I’ll teach in this building
until they start taking it apart
looking for me.

Sin rodeos


It is winter enough
to see the phone pole lights
again & again diminish.
I know my hat.
I can wish for a risotto
without complications.
The kitchen music
& its aftermath.
It is hard to keep my son’s
earliest smile. Museum
glass. You must be broken
to make something.
I’m shoving a mattress
into a wine bottle.
The whiteness of the poets.
Translating whiteness
of European men. Again
telling us it transforms them
& how lucky we all are.
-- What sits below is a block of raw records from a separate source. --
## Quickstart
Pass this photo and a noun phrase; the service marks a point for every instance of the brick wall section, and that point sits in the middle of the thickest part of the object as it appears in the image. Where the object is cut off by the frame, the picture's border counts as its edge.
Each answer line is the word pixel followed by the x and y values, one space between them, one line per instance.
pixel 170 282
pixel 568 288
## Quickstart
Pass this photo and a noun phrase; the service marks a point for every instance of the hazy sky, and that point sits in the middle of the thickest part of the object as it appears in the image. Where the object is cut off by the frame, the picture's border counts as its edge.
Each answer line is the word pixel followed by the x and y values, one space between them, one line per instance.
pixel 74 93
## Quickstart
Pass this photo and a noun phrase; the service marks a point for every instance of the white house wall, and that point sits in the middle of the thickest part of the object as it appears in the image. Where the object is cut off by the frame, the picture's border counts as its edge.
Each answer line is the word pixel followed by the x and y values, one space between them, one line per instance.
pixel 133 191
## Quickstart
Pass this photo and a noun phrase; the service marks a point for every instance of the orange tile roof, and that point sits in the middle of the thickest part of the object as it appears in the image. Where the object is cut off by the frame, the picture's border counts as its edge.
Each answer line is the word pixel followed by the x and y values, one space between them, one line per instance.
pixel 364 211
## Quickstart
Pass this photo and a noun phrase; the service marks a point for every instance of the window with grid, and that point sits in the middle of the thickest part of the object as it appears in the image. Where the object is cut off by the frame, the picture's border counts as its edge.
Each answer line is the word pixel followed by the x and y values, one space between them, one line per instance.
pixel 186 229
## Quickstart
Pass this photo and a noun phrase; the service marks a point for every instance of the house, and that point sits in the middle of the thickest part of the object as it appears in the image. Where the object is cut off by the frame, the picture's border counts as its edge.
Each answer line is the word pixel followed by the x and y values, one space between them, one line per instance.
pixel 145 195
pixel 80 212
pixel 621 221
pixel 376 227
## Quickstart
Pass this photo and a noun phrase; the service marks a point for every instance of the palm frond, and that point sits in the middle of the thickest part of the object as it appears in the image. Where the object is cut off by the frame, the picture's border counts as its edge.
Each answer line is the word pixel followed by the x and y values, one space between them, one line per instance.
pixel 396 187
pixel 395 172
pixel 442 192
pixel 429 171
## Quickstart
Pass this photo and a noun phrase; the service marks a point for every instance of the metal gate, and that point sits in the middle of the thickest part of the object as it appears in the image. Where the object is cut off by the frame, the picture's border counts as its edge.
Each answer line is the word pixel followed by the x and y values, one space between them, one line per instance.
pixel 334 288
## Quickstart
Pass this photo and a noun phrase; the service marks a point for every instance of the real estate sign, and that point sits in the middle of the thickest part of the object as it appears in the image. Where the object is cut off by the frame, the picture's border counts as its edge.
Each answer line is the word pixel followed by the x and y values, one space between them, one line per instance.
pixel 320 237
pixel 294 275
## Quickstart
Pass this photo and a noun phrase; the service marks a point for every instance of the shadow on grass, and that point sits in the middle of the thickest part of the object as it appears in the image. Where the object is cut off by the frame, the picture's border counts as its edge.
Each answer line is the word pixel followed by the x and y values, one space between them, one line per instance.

Sleep
happens to us as small airplanes.
In Rosario, calle San Luis,
you can get anything.
How the world torments you,
feta cheese, ladybugs.

Bocanada


Night’s slideshow happens around us.
Party noises somewhere in the house.
Cutting holes in the floor
is no way to explain the neighbors.
Becoming an adult means staring
at each other with extremely serious
faces. Some jazz. Somewhere
inside my face these moments
vanish even as I narrate each footstep
towards the college pond.
And a war somewhere else
is fought according to each smirk.
This is how she will leave me.

Paseando por La Aduana


Blueblack night above shore.
The stars are cigarettes
walking lazily with each other
by the river, itself Fernet y coca
half-sleep in half-light.
An arm around shoulders
or hips, or fingertouches
the reeds a breeze in heavy air.
It is beautiful to be a city at night.
These cobblestones, street lamps.
All of the people it holds
& how it allows them
to find each other.

Daniel Coudriet

Daniel Coudriet lives with his wife and son in Richmond, Virginia, and in Carcarañá, Argentina. His first collection of poetry, Say Sand, was published in 2010 by Carnegie Mellon University Press, and his chapbook, Parade, appeared in 2012 from Blue Hour Press. His translation of Argentinean poet Alicia Genovese's Bridges is being published by Cardboard House Press in 2024, and he was previously awarded an NEA Fellowship for Literary Translation. His poems and translations have made recent appearances in Bennington Review, Boston Review, Denver Quarterly, Green Mountains Review, jubilat, Oversound, Prelude, the tiny, Transom, and elsewhere.

Nutsa Gogaladze

Nutsa Gogaladze is a self-taught artist, illustrator and curator based in Tbilisi, Georgia. She received a BBA in finance from Georgian International University in 2020. In 2022, Gogaladze completed a non-formal master course in creative mediation at CCA (The center of contemporary art) and founded the social project “March Gallery” to support senior self-taught Georgian artists. In 2024 she illustrated the very first children's book called "Wish Goes home" written by Matthew K Ward, in collaboration with The Museum of The Southwest in Midland, Texas. She is currently having her first solo exhibition in the museum.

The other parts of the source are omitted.